Canadian firm Trident Aircraft Ltd of Vancouver, BC, tried to resurrect the Seabee in the form of the TR-1 Trigull. Trident Aircraft was established in early 1970s to develop Trigull-320 six-seat light amphibian The factory was in Sydney, British Columbia, Canada. The Trigull resembled the Seabee closely enough to be confused with it, Spence Spencer apparently having a hand in the design. The Trigull could be distinguished from the Seabee by the angular swept tailfin, floats that retracted up to the wingtips, and tricycle landing gear, the long main gear hinging to retract outward into the wings, and the nose gear pivoting up to retract into the nose.

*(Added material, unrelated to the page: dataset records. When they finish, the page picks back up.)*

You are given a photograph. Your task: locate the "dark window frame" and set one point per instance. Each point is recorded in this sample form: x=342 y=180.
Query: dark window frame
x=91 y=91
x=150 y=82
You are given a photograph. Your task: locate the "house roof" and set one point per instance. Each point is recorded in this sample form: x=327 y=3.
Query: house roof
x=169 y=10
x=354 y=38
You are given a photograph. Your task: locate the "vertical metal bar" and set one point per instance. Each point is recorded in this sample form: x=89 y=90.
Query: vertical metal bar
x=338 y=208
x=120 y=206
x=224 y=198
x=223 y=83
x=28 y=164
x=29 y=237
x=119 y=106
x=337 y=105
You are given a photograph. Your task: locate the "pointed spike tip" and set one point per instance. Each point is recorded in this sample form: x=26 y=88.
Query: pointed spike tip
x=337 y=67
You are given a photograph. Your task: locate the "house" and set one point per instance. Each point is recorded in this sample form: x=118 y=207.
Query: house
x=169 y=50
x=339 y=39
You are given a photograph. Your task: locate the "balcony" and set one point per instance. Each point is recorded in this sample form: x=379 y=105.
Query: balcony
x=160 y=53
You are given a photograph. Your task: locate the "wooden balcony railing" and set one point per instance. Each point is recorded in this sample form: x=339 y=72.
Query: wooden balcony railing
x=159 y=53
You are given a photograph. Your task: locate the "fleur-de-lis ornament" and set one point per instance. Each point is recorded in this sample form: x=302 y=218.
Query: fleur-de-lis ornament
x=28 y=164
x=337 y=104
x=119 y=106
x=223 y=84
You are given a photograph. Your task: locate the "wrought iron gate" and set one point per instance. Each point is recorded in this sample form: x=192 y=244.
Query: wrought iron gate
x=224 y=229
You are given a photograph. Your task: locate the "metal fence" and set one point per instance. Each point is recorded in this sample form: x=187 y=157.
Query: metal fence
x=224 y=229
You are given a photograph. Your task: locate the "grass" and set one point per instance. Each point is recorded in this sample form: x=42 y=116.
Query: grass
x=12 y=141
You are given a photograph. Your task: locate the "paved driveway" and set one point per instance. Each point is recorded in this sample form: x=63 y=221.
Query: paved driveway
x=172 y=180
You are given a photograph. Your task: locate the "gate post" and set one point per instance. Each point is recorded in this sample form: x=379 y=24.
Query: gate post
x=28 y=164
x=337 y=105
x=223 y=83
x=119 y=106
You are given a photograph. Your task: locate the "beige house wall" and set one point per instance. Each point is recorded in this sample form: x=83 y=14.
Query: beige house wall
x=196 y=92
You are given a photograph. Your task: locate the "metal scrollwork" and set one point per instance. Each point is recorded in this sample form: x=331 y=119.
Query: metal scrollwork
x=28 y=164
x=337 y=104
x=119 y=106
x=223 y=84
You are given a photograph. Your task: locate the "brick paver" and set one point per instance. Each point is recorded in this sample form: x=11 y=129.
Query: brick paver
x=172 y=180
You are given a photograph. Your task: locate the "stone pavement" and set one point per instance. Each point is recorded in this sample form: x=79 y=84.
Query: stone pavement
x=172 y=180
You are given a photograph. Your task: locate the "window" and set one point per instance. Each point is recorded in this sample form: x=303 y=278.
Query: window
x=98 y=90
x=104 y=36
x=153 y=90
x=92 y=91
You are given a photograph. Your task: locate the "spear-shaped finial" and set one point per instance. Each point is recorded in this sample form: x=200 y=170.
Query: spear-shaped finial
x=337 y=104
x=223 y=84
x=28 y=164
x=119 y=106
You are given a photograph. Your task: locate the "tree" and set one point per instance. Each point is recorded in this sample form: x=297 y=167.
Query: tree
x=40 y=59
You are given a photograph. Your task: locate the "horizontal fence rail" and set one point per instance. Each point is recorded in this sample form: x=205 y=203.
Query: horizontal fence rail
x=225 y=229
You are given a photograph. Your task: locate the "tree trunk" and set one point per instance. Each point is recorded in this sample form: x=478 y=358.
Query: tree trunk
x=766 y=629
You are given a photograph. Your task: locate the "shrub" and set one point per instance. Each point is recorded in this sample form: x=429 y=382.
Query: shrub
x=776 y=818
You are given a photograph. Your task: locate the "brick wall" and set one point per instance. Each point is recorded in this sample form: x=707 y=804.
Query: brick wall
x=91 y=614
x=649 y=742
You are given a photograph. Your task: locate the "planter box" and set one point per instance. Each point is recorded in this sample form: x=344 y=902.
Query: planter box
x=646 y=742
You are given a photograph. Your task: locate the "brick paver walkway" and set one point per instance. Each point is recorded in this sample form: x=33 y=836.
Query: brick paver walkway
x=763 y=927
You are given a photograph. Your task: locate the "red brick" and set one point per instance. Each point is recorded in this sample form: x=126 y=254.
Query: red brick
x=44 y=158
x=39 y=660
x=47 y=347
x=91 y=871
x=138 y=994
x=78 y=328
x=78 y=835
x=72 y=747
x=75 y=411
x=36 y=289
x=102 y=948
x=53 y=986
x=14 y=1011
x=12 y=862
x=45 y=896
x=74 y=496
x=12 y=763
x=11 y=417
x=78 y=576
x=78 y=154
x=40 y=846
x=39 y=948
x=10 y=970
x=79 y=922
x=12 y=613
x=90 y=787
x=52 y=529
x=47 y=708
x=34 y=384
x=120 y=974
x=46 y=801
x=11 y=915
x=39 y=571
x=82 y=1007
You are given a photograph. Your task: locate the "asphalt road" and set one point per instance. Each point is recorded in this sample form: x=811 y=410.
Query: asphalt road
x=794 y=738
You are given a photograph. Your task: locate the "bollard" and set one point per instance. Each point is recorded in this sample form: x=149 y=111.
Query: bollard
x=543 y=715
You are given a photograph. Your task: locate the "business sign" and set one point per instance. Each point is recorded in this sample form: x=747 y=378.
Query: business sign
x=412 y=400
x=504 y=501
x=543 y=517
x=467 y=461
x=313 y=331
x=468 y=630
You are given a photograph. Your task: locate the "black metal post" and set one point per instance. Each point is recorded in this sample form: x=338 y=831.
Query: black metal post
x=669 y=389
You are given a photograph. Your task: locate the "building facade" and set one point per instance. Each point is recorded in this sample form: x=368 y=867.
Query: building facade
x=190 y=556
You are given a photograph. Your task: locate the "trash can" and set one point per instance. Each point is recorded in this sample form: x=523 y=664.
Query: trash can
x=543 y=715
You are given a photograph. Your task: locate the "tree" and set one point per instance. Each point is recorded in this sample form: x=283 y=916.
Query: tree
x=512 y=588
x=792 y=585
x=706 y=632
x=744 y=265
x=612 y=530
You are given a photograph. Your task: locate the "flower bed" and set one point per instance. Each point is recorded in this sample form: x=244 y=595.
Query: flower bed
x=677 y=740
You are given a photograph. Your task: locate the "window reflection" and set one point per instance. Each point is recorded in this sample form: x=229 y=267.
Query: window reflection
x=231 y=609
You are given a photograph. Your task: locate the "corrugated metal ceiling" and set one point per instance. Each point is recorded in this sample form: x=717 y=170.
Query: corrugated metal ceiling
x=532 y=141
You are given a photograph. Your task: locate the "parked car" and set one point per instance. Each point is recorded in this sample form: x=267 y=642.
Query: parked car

Two flight prototypes were built, first flown on 5 August 1973, the second taking to the air in 1973. The aircraft had a price tag of $111,360 in 1979. A Turbo Trigull was offered with turbocharged engines.
 
Production machines were to be powered by a Lycoming IO-540-M1A5 air-cooled flat-six engine, with 255 kW (340 HP), though the prototypes were powered by the less powerful Teledyne Continental Tiara flat-six. The Trigull was about a tenth longer and a tenth heavier than the Seabee, and could have seating for four or six, the rear seat in the six configuration apparently being intended for kids since it would be pretty cramped for adults.
 
The stop go progress of Trident Aircraft reached its fourth and probably final "stop" in 10 years in November 1980 as costs continued to escalate ahead of the latest funding programme. With $Can10m spent already, the company estimated that another $Can8.5m was needed to establish full production of the Tri Gull amphibian at the new plant set up for the purpose on Vancouver Island. All employees were dismissed and survival of the project appeared unlikely; the two prototypes of the Tri Gull have been put into storage, the company going under in the early 1980s.
 
Viking Air LTD of Vancouver obtained the rights to the Trigull; Viking, incidentally, also had rights to de Havilland Canada classics like the Beaver, Otter, and Twin Otter, performing turbo conversions of Beavers and Otters, plus building Twin Otters new. Viking has dropped hints of producing the Trigull, presumably to see if there was any interest, and saying that a production machine would have a turboprop powerplant. Apparently there wasn't any interest, since it never happened.